En el fondo de la pieza, los señores, obispos y notables de Yorkshire se miraban entre sí,
aterrados de esta cólera sin fuerza que se alejaba tanto de su finalidad; la cual les revelaba, al
mismo tiempo que las dificultades del reino, el carácter del rey. ¿Era, pues, este, el soberano que les
pedía subsidios para el Tesoro, aquel a quien debían obediencia en todo y arriesgar su vida cuando
los requiriera para combatir? Lord Mortímer había tenido, ciertamente, razones de peso para
rebelarse...
Los mismos consejeros íntimos estaban incómodos, a pesar de que conocían esta costumbre
del rey, que se encontraba incluso en su correspondencia, de pasar lista a todas las dificultades del
reino a cada nuevo trastorno que sobrevenía.
El canciller Baldock se frotaba maquinalmente la nuez en el punto donde terminaba su traje
de arcediano. El obispo de Exeter, Lord tesorero, se mordía la uña del pulgar y observaba a sus
vecinos con mirada taimada. Solo el joven Hugh Despenser, demasiado ensortijado, engalanado y
perfumado para un hombre de treinta años, mostraba satisfacción. La mano del rey colocada en su
hombro daba muestras claramente a todos de su importancia y poder.
Con su nariz pequeña y fruncida, sus labios recortados, bajando y levantando la mandíbula
como si fuera un caballo a punto de piafar, aprobaba cada declaración de Eduardo con un pequeño
carraspeo, y su rostro parecía decir: «Esta vez la copa está colmada, y vamos a tomar severas
medidas.» Era delgado, alto, bastante estrecho de pecho y tenía una piel delicada, propensa a las
inflamaciones.
Messíre de Bouville -dijo de repente el rey Eduardo, volviéndose hacia el embajador-,
decid a monseñor de Valois que el matrimonio que nos ha propuesto, y cuyo honor apreciamos,
decididamente no se celebrará. Tenemos otros proyectos para nuestro primogénito. Y se terminará
de una vez con la deplorable costumbre de que los reyes de Inglaterra elijan sus esposas en Francia,
sin que ello les reporte beneficio alguno.

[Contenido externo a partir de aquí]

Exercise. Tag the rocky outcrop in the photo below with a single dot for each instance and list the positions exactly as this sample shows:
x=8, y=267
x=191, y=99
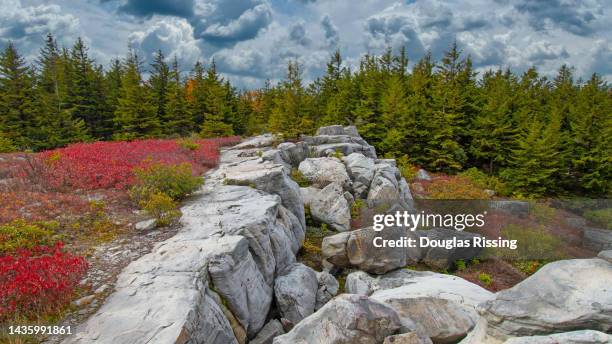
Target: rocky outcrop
x=324, y=171
x=574, y=337
x=442, y=307
x=345, y=319
x=296, y=292
x=361, y=171
x=331, y=207
x=562, y=296
x=408, y=338
x=328, y=288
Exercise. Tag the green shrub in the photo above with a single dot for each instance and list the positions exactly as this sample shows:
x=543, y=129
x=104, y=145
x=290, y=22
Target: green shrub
x=407, y=169
x=21, y=234
x=601, y=217
x=188, y=144
x=299, y=178
x=176, y=181
x=533, y=243
x=460, y=265
x=485, y=181
x=6, y=145
x=162, y=207
x=356, y=208
x=485, y=279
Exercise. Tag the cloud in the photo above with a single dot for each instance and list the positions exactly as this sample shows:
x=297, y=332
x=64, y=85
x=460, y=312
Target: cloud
x=28, y=25
x=574, y=16
x=174, y=36
x=331, y=31
x=147, y=8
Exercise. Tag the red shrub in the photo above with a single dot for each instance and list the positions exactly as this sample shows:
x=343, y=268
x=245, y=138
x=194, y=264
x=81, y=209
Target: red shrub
x=104, y=165
x=38, y=281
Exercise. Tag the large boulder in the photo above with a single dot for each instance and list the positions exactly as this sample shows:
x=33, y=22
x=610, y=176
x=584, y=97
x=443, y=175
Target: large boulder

El gordinflón de Bouville empalideció ante la afrenta, y se inclinó. Dirigiendo a la reina una
mirada desolada salió de la estancia.
Primera y bien Imprevista consecuencia de la evasión de Roger Mortimer: el rey de
Inglaterra rompía con las alianzas tradicionales. Con esta decisión quiso herir a su esposa, pero al
mismo tiempo hirió a sus hermanastros Norfolk y Kent, cuya madre era francesa. Los dos jóvenes
se volvieron hacia su primo Cuello-Torcido, quien se encogió ligeramente de hombros con un
movimiento de resignada indiferencia. El rey, irreflexivamente, acababa de enajenarse para siempre
la amistad del poderoso conde de Valois, de quien todos sabían que gobernaba a Francia en nombre
de su sobrino Carlos el Hermoso.
El joven príncipe Eduardo, que continuaba junto a la ventana, inmóvil y silencioso,
observaba a su madre y juzgaba a su padre.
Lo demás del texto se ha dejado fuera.